This was another volatile week for Bitcoin and most major altcoins as the US banking sector came under renewed stress, while investors digested the Fed’s latest interest rate decision. Even though cryptos initially lost some ground after First Republic Bank’s collapse, they quickly recouped their losses and added more gains on the back of some dovish commentary in the latest FOMC meeting. Will cryptos manage to storm to fresh highs?

Fed aftermath

Βitcoin has been rising after the latest US monetary decision on Wednesday in which the Fed proceeded with a much-anticipated 25 basis points hike and signalled that this could be the final interest rate hike in this tightening cycle. However, Fed policymakers left the door open by stating that the future decisions will be data dependent, providing a mixed outlook for crypto investors.

It is common knowledge that the dramatic rise in interest rates inflicted severe damage on risky assets and especially cryptocurrencies, thus any signs that tilt towards a more accommodative Fed will be welcomed by cryptocurrency bulls. Considering that a Fed pause is currently the base case scenario for markets, digital assets are likely to gain on any event that will trigger speculation about faster rate cuts. Keeping that in mind, the crypto market is likely to experience heightened volatility in the days surrounding major data releases such as NFP or inflation reports.

Banking turmoil

Bitcoin and the broader crypto space are gaining as banking sector jitters continue to ripple across markets. Following the collapse of First Republic Bank last weekend, the focus now shifts to PacWest Bancorp, whose shares have been heavily beaten down in the past few days. Undoubtedly, the occurrence of another systemic event is likely to erode even more the confidence in fiat currencies, allowing cryptos to capitalise on their decentralised nature.

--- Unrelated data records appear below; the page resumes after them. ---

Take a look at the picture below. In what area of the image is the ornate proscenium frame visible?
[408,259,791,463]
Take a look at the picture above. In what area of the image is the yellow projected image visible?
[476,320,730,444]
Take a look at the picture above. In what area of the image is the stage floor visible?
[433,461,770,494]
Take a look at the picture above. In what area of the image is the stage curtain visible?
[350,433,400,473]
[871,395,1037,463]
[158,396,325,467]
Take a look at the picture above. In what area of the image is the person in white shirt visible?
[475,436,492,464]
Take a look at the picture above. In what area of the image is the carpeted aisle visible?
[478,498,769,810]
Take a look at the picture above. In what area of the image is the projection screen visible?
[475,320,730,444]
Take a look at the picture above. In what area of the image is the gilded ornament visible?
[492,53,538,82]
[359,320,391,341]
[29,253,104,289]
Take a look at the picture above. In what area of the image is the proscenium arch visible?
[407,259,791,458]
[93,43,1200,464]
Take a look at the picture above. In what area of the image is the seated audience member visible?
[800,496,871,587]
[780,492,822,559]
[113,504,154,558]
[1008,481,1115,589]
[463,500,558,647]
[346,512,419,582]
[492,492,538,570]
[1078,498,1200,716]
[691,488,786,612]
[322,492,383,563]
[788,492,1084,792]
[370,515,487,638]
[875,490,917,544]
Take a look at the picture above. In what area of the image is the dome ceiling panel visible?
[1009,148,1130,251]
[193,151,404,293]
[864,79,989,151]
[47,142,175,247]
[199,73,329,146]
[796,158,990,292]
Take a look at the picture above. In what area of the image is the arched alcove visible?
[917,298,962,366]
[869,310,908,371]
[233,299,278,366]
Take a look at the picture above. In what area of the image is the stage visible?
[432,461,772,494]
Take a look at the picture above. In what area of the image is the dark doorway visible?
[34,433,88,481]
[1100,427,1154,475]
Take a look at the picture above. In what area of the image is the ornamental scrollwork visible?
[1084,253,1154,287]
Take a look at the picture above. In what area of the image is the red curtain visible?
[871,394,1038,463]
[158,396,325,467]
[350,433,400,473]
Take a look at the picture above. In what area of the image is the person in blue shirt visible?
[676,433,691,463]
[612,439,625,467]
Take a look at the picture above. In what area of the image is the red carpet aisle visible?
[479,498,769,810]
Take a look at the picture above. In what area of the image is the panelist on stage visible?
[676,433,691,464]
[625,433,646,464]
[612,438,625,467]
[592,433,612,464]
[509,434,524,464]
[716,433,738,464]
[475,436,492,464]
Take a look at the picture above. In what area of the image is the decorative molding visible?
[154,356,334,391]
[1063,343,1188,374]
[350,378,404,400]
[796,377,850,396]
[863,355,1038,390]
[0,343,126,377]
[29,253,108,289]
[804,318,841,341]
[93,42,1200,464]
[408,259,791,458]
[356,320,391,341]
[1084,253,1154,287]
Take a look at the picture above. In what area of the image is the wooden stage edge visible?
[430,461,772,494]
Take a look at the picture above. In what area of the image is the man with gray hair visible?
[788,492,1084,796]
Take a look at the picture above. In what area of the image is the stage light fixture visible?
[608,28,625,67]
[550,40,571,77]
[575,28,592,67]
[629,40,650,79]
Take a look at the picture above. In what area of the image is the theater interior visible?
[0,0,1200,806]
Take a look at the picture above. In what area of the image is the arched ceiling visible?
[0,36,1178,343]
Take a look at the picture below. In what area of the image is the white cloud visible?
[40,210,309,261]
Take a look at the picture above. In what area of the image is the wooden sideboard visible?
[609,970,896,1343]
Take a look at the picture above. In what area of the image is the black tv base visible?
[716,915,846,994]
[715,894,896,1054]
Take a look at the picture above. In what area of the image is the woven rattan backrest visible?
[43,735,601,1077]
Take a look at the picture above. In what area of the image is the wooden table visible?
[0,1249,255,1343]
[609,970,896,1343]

Generally, banks are likely to continue to struggle moving forward in 2023 as yield curves remain deeply inverted. The question that lies ahead is whether the Fed will be forced to cut rates sooner to prevent further fallout, with such a scenario being bullish for cryptos.

Regulatory concerns

Cryptocurrencies have been trading within a tight range for the past month despite improving macroeconomic conditions. Many traders attribute this consolidation to the ongoing regulatory assault by US policymakers, who have mainly targeted leading crypto exchanges such as Coinbase and Binance. In the latest episode, the US Securities and Exchange Commission (SEC) did not include a definition of digital assets in its 2023 hedge fund ruling, reversing its initial decision and depriving markets from a positive step towards clearer regulations within the crypto space.

Technical levels to watch

BTCUSD (Bitcoin) has been in a steady recovery after jumping back above its 50-day simple moving average (SMA).  However, should this latest rebound fail to strengthen, the price would be on track to extend its structure of lower highs, which is a bearish technical signal.

If the rebound extends above the crucial $30,000 psychological mark, the 10-month peak of $31,064 could act as the first barrier for the bulls to clear. Even higher, the price could challenge $31,852, which is the 50.0% Fibonacci retracement of the 48,226-15,479 downtrend.

Alternatively, another round of weakness could bring the 38.2% Fibo of $27,988 under examination. A break beneath that zone could set the stage for the April low of $26,945.